DDV Deutscher Dialogmarketing Verband e.V.

Europäischer Rat akzeptiert Bedeutung des Dialogmarketings

Frankfurt am Main (ots) - Am 15. Juni 2015 haben sich die Mitgliedstaaten im Rat auf die allgemeine Ausrichtung bei der europäischen Datenschutzreform geeinigt und den Weg für Verhandlungen mit dem Europäischen Parlament eröffnet. Der Rat erkennt das berechtigte Interesse der Wirtschaft an der Verarbeitung von personenbezogenen Daten für Zwecke des Dialogmarketings ausdrücklich an. Auch das Parlament hatte dies bereits in seinem Beschluss vom 12. März 2014 betont.
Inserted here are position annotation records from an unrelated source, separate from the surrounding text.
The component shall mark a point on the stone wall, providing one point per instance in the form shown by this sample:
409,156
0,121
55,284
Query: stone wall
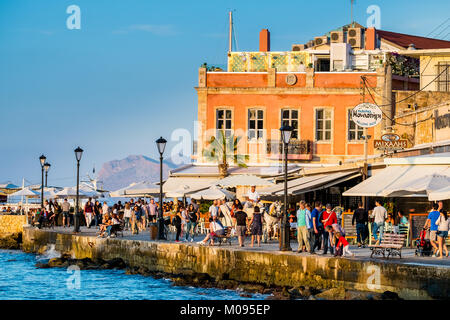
10,224
269,268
In den anstehenden Verhandlungen mit dem Parlament müssen jedoch noch Detailänderungen vorgenommen werden, um den Unternehmen tatsächlich eine effektive Ansprache von potentiellen Neukunden zu ermöglichen. Insbesondere die Vorschläge des Rates zur Zweckänderung und zu den Informationspflichten stellen unangemessene Hindernisse für Unternehmen dar. Der Deutsche Dialogmarketing Verband e.V. (DDV) wird sich in den weiteren Verhandlungen dafür einsetzen, dass Unternehmen in Europa ihre Waren und Dienstleistungen weiterhin effektiv bewerben können.
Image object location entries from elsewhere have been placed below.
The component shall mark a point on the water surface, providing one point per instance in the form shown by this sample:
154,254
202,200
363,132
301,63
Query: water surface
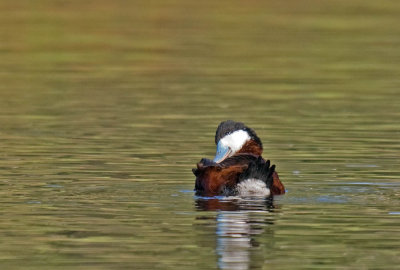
106,106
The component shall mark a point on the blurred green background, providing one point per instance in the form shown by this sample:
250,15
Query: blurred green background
105,106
Die Justiz- und Innenminister im Rat der Europäischen Union haben sich am 15. Juni 2015 auf eine allgemeine Ausrichtung (General Approach) zur Reform der europäischen Datenschutzreform geeinigt. Auf der Grundlage der allgemeinen Ausrichtung werden jetzt die Verhandlungen zwischen Parlament und Rat im Beisein der Europäischen Kommission beginnen. Dieser so genannte "informelle Trilog" findet vor dem Beschluss des offiziellen Standpunktes des Rates statt, damit das Parlament dem Standpunkt zustimmen wird. Auf diese Weise kann das Gesetzgebungsverfahren vermutlich bis zum Frühjahr 2016 abgeschlossen werden. Danach soll eine Übergangsfrist von zwei Jahren gelten, bis die Datenschutzgrundverordnung wirksam wird.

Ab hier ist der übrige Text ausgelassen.